First of all we should note that a converging lens is a convex lens. Since the distance given in this problem are quite large and inconvenient to draw in the note-book, so we have to choose a suitable scale.
Let 1cm represent a distance of 5cm. On this scale:
(i) A 5 cm high object can be represented by 1cm.
(ii) Object distance of 25 cm can be shown by 5cm.
(iii) Focal length of 10 cm can be represented by 2cm.
Keeping these distances in mind, we will draw the ray-diagram now.
First of all draw a horizontal line to represent the principal axis of the convex lens. A convex lens is then drawn with its optical centre C on the axis. The (centre line) aperture of the convex lens has been shown by the line DE. We assume that the refraction of light takes place at the aperture. The focal length of this lens is 2cm, so we mark its two focal F’ and F at a distance of 2cm on both the sides of the lens. And to represent the object, we draw and arrow AB, 1cm high at a distance of 5 cm from the centre C of the lens on its left side.

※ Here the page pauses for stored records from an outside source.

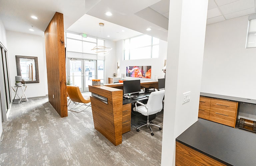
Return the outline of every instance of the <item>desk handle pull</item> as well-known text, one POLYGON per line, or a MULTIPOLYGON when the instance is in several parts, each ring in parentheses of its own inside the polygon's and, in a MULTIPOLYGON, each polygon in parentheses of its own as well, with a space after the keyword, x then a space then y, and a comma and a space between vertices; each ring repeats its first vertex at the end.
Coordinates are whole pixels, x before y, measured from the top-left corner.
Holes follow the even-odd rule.
POLYGON ((226 106, 225 105, 222 105, 222 104, 217 104, 217 103, 216 103, 216 105, 219 105, 219 106, 225 106, 225 107, 229 107, 229 106, 226 106))
POLYGON ((217 114, 219 114, 219 115, 224 115, 224 116, 226 116, 227 117, 228 116, 228 115, 225 115, 225 114, 221 114, 220 113, 215 113, 217 114))

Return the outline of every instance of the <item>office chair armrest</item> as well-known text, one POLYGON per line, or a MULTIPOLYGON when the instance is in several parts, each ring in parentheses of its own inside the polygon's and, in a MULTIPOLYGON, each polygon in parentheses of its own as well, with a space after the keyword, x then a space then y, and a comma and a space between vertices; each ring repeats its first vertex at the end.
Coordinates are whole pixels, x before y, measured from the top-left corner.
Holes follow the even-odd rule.
POLYGON ((137 101, 137 102, 136 102, 136 104, 137 104, 137 103, 139 103, 139 104, 140 104, 140 105, 142 105, 142 106, 144 106, 144 107, 145 107, 145 106, 145 106, 145 104, 144 104, 142 103, 141 103, 141 102, 139 102, 139 101, 137 101))

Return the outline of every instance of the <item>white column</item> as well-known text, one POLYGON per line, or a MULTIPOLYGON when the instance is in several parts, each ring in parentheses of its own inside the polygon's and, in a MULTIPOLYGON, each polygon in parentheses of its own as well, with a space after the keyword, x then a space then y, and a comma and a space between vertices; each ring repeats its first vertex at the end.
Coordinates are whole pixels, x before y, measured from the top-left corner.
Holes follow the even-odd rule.
POLYGON ((197 120, 208 1, 170 2, 161 165, 175 164, 176 138, 197 120), (190 101, 182 104, 183 93, 190 101))

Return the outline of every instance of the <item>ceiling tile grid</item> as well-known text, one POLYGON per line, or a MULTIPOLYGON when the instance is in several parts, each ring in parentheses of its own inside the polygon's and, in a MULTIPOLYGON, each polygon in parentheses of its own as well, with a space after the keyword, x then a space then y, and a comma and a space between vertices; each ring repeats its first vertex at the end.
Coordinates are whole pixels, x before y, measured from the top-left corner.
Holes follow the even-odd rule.
POLYGON ((256 0, 209 0, 207 24, 253 14, 256 12, 256 0))

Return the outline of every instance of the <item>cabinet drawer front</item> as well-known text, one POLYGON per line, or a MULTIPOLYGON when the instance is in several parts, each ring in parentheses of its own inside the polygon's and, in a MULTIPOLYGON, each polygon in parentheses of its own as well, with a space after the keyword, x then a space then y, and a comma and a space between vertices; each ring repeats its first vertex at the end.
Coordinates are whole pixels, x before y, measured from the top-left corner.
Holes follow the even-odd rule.
POLYGON ((130 122, 123 123, 122 127, 122 134, 130 131, 131 130, 131 123, 130 122))
POLYGON ((223 110, 220 109, 211 108, 210 112, 211 113, 224 115, 226 117, 235 118, 236 116, 236 112, 234 111, 230 111, 227 110, 223 110))
POLYGON ((210 110, 203 107, 199 107, 198 109, 198 118, 207 120, 209 120, 210 110))
POLYGON ((209 97, 200 96, 199 99, 199 107, 204 107, 210 108, 211 98, 209 97))
MULTIPOLYGON (((216 113, 218 113, 216 112, 216 113)), ((236 121, 234 117, 227 116, 216 113, 211 110, 209 116, 209 120, 231 127, 234 127, 236 121)))
POLYGON ((212 99, 211 109, 212 108, 228 111, 235 113, 237 110, 237 102, 226 101, 222 100, 212 99))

In order to find out the position of image, we draw two rays of light starting from the top point A of the object. The line AD is drawn parallel to the principal axis to represent a parallel ray of light. This ray cuts the aperture at a point P. Now this parallel ray of light will pass through the focus F. So we join D and F by a straight line and produce this line further towards X. Thus, DX represent the first refracted ray. We now draw a second ray of light passing through the optical centre C of the lens which goes straight without any deviation.
For this purpose we join AC and produce it further downwards towards Y. Now, CY represents the second refracted ray The two refracted rays DX and CY meet at point A’. We draw A’B’ perpendicular to the principal axis. Now A’B’ represents the real and inverted image of the object AB.
(i) To find the position of image, we measure the distance CB’. It is found to be 3.3 cm. And to obtain the actual position of image we have to multiply this distance by 5. Since 1 cm represents a distance of 5 cm. Thus the position of image is 3.3 × 5 = 16.5 cm from the convex lens on the opposite side of the object.
(ii) If we look at the image formed in the figure, we find that the nature of image is—real and inverted.
(iii) And to find the size of the image, we measure the height A’B’ in the figure. It is found to be 0.7cm. For obtaining the actual size of image, we have to multiply it by 5. Thus, the size of image is 0.7 × 5 = 3.5cm. So, the image is smaller than the object i.e., diminished.